The importance of stock control
There’s lots that can go wrong.
- Having too much stock: A 2013 report into the finances of 1,000 top US companies found that, between them, they had nearly half a trillion dollars ($459 billion) unnecessarily held in inventory, due to inferior practices. As well as tying up money in stock, having too much stock can result in you paying too much for storage, or risking goods becoming obsolete, or perishing.
- Having too little stock: As well the risk of letting your customers down, too frequent ordering incurs additional handling costs, and ordering in smaller amounts won’t get you the best prices from suppliers.
- Poor visibility and control: Poor control leads to errors such as selling the same stock twice, duplicating orders, and failing to take supplier lead times into account.
What methods can you use?
There are many that depend on industry and type of stock. Some of those most relevant in the distributive trades include:
- Fixed order quantity or fixed time period: Ordering a fixed quantity, or at a pre-determined time is simple, but not particularly flexible or responsive to the reality of fluctuations in demand.

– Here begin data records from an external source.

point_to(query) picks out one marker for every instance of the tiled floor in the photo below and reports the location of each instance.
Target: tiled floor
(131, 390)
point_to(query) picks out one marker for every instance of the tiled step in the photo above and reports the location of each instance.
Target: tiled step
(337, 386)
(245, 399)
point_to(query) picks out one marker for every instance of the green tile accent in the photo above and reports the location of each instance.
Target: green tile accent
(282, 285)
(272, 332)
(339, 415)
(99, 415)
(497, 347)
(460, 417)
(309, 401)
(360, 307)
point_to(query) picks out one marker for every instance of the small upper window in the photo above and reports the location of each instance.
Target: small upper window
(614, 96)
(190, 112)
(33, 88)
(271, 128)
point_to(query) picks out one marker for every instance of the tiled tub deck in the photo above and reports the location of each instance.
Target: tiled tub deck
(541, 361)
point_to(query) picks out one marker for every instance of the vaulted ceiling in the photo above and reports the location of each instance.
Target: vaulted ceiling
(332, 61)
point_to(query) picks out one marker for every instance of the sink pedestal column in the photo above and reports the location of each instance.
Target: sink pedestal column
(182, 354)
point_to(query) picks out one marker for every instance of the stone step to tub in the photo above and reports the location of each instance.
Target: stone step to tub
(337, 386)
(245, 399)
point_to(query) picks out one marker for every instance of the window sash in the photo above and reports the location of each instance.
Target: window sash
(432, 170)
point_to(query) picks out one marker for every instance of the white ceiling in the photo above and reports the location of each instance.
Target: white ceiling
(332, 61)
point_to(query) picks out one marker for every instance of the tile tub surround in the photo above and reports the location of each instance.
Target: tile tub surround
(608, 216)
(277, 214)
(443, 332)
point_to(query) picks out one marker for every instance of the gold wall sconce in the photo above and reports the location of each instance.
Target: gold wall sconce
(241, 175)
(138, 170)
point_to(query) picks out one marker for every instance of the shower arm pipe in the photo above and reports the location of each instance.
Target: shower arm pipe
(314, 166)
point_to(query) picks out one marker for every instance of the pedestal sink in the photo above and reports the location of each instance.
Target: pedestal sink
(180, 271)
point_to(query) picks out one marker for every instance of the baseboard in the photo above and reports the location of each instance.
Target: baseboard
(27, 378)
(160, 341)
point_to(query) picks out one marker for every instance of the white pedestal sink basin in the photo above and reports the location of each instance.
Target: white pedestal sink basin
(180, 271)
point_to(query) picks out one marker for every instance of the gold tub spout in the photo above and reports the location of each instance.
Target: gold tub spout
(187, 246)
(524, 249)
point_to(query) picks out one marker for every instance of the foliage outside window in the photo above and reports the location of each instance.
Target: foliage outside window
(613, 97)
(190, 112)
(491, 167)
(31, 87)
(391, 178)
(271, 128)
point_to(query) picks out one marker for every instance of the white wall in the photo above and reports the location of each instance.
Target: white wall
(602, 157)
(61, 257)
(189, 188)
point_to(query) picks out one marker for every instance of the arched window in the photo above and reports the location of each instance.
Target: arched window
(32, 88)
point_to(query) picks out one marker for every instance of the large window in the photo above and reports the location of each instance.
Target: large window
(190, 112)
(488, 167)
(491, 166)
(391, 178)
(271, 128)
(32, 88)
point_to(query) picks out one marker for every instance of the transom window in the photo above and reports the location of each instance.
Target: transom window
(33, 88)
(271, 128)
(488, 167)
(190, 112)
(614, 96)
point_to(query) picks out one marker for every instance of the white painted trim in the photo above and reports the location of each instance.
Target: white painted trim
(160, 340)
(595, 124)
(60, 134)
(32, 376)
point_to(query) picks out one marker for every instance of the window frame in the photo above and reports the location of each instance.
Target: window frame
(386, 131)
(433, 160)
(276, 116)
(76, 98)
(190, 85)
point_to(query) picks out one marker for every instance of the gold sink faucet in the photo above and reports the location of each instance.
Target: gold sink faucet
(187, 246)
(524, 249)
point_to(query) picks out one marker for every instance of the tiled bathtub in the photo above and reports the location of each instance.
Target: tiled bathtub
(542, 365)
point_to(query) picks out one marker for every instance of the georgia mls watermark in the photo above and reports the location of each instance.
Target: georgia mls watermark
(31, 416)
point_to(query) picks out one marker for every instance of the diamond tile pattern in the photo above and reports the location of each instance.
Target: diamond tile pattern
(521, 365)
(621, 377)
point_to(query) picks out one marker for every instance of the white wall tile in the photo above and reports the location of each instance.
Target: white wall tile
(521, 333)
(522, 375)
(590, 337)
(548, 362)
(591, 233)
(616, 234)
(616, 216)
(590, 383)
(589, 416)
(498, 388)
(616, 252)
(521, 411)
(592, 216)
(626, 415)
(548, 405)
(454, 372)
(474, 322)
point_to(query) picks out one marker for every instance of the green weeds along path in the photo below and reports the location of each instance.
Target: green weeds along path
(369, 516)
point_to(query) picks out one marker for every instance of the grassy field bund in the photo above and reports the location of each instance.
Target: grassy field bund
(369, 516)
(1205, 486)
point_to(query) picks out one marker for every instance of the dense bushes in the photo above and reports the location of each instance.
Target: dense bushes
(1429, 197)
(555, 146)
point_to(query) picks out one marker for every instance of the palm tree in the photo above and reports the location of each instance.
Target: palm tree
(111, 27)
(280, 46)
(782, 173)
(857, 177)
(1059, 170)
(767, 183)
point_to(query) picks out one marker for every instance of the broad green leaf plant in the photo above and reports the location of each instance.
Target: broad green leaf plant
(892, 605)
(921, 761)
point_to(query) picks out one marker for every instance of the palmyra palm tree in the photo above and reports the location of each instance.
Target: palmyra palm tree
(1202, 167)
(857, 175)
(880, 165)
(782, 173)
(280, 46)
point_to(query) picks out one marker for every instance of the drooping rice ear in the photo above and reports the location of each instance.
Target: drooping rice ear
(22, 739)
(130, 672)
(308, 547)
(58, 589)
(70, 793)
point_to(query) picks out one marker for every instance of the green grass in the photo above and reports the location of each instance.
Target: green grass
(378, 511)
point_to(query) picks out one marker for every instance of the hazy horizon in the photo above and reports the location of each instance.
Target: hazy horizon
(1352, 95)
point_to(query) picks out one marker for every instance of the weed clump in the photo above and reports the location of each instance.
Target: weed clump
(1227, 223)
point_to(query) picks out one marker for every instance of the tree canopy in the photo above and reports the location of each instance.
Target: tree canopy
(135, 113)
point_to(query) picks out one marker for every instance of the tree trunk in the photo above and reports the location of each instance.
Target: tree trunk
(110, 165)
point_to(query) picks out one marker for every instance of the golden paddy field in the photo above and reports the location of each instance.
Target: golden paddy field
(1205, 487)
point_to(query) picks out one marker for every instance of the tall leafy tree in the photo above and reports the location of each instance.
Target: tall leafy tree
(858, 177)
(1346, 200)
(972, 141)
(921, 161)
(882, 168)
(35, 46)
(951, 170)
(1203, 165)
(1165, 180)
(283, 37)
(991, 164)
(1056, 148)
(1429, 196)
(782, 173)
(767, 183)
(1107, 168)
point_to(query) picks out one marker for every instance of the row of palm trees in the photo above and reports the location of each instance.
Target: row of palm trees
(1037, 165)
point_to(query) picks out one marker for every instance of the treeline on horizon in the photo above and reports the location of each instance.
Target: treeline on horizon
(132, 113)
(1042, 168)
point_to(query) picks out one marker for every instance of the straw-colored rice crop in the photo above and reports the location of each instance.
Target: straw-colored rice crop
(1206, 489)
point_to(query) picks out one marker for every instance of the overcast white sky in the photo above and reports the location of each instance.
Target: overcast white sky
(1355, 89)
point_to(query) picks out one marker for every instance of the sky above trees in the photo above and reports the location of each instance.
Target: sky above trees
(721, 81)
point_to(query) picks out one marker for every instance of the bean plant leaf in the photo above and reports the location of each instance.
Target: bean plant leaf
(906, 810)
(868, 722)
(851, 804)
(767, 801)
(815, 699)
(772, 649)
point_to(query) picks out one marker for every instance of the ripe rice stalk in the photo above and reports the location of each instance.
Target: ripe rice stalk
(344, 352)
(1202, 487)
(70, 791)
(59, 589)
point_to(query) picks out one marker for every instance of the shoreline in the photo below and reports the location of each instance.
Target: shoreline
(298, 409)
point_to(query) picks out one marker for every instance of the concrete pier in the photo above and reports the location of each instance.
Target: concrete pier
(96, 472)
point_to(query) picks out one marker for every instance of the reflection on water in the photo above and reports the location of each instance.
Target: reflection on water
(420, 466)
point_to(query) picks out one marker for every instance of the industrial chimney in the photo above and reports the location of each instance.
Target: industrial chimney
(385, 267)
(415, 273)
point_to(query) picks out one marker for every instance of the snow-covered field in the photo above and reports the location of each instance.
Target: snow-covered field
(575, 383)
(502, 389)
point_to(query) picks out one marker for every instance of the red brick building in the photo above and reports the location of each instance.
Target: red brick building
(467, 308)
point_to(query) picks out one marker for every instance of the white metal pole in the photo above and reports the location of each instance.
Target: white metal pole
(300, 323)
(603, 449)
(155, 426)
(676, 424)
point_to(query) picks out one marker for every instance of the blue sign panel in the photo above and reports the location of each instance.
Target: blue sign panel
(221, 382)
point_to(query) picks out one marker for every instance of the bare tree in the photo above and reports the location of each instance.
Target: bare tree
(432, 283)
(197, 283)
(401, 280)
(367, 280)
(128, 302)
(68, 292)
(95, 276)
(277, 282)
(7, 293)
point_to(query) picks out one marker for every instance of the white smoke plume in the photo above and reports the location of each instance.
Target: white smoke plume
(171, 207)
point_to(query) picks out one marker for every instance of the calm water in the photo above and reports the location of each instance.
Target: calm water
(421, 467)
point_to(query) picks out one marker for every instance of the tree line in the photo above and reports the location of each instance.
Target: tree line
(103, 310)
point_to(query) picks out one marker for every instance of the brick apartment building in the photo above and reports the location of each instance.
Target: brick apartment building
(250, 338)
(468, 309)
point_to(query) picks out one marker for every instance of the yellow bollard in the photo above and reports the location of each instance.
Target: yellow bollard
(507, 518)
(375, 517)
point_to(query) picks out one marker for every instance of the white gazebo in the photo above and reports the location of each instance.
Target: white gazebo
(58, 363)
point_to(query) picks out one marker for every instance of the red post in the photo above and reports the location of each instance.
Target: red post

- Setting inventory control levels: It is more effective to create a set of detailed stock levels such as maximum, minimum, re-ordering and danger level. This method relies on frequent stock checks to ensure it is accurate.
- ABC method: This involves allocating items or SKUs to categories A to C depending on contribution to sales, and then focusing stock control efforts accordingly. This method relies on understanding how to categorise SKUs as well as being able to react to change. For example, do some items move fast in summer months but more slowly in winter?
- Perpetual inventory control: Continuous updating of inventory levels based on transactions. This method is superior to conducting periodic stock takes, but can’t be done manually and relies on using stock control software.
- Cycle counting: Ongoing stock taking of a small sample of SKUs at a time, in order to cycle through the entire inventory. This is less time consuming than full stock checks, and feeds into perpetual inventory control, correcting for lost or broken stock or scanning errors.
How can software help the process?
Keeping track of all of this data manually can be a huge headache. This is why so many wholesalers, distributors, merchants and retailers use stock control software.
Automated inventory control systems not only make it easier to keep track of your stock levels, they enable you to analyse inventory data to uncover opportunities to improve. A 2011 study found that best in class supply organizations are able to improve inventory levels by between 20% and 50% by employing analytical tools.
What are the advantages?:
- Visibility for informed decisions: you have the data you need to conduct inventory analysis and implement and track improvements.
- Centralised control over branches: you can co-ordinate so that each location has the stock it needs, despite differences in demand.
- Links to other systems: integration with sales order processing and purchasing reduces paperwork, increases efficiency and improves accuracy.
- Customer service: having the right goods in stock will enable you to offer short lead times and consistently deliver on time, in full.
With a fully integrated system, you can keep yourself updated on how much stock you have and what you might need in future.